The priest should be concerned above all about the dignity, clarity, and simplicity of his actions and gestures. In speaking to the children he should express himself so that he will be easily understood, while avoiding any childish style of speech.
The free use of introductory comments [See GIRM 11.] will lead children to a genuine liturgical participation, but these should be more than mere explanatory remarks.
Say more that what’s just in the black:
It will help him to reach the hearts of the children if the priest sometimes expresses the invitation in his own words, for example, at the penitential rite, the prayer over the gifts, the Lord’s Prayer, the sign of peace, and communion.
Thoughts on this?
The difficult thing is to not patronize children with what we adults would think appeals to them. What’s difficult about it is that children are as varied in adults in their tastes, and what appeals subjectively to a plurality of children might really turn off a no-so-small minority of others (you may tell I was in often in one of those minorities). So understanding how deep appeal vs. its opposite may run is important. And it’s more of a gift than a skill, though one can be trained out of more ham-fisted ignorance of signs to look for.

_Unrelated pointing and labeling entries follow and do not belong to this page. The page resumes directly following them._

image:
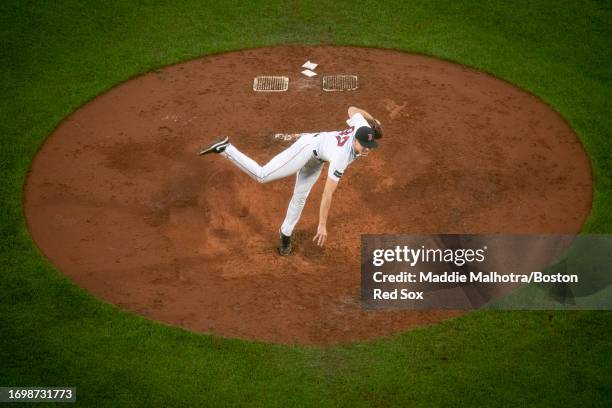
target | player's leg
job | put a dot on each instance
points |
(284, 164)
(306, 178)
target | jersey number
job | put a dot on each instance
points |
(343, 135)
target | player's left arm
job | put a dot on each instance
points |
(328, 192)
(372, 121)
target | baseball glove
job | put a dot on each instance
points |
(377, 127)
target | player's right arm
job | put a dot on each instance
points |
(353, 110)
(328, 192)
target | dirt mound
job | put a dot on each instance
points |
(119, 201)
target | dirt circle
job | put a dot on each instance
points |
(119, 201)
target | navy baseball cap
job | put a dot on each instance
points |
(365, 135)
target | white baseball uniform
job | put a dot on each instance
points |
(305, 158)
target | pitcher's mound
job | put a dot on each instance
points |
(120, 202)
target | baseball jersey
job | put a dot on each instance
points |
(337, 147)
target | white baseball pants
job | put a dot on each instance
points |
(296, 159)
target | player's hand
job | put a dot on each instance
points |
(321, 236)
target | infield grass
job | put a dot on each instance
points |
(55, 56)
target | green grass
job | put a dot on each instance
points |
(55, 56)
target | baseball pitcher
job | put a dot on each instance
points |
(305, 158)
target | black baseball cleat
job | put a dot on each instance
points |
(284, 248)
(217, 147)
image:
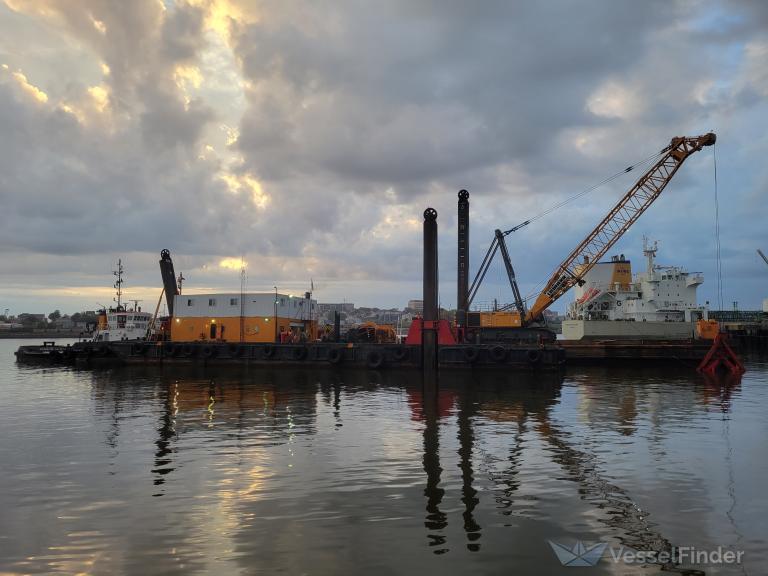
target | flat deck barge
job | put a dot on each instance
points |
(362, 355)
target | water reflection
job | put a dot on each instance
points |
(297, 471)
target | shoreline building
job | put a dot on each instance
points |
(246, 317)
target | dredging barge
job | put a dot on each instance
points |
(514, 336)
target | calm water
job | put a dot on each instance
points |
(143, 471)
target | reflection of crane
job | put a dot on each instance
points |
(581, 260)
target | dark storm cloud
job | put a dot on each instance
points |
(401, 91)
(357, 115)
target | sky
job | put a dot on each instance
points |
(306, 138)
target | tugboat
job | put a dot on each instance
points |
(121, 323)
(118, 323)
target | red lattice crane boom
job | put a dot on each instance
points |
(618, 221)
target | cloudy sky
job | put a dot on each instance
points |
(307, 137)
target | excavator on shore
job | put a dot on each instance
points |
(516, 320)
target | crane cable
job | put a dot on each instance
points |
(586, 191)
(717, 234)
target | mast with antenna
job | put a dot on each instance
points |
(119, 284)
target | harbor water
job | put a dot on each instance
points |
(232, 471)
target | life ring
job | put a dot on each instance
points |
(533, 356)
(471, 354)
(400, 353)
(498, 353)
(335, 355)
(374, 359)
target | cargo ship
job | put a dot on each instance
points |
(657, 304)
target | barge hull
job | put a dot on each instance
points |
(371, 356)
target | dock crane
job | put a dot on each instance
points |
(597, 243)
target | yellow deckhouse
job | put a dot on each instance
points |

First and foremost: do NOT try to be cool or slum, as it were (that’s another way of saying what the instruction provides). You cannot be cool, even if an occasional child condescends (yes, children can condescend just like adults) to flatter you into thinking you are. So don’t even try. Don’t give the slightest impression that you are deluded that you can.
By the same token: don’t try to make Jesus cool. Jesus is beyond cool. Kids need to find someone who is beyond cool – they are already mired in coolness.
Another: be on the lookout for the kids who are being left out by the others. While that’s primarily a job for parents and teachers, since you partake of both of those roles in a way, it’s also yours – and if you fail at it, those kids may learn that God does not really mean to include them – a life lesson that the most gifted of them may never unlearn. Don’t make pets of them (that may well worsen things) or patronize them. But avoid making connectedness the be-all-and-end-all of the Social Gospel – because these kids often find that an insurmountable hurdle. The neighbor for them is not necessarily someone they can trust, and these kids need to know it’s sometimes OK as Christians not to trust (hmm, might we see other applications of this???). So you may have to do some seriously sophisticated preaching about the Golden Rule and related commandments of Jesus. Because gifted victims often learn spiritual lessons out of season that they really should learn later in life, and it’s harder for them to unlearn them. I envy no priest in managing that one.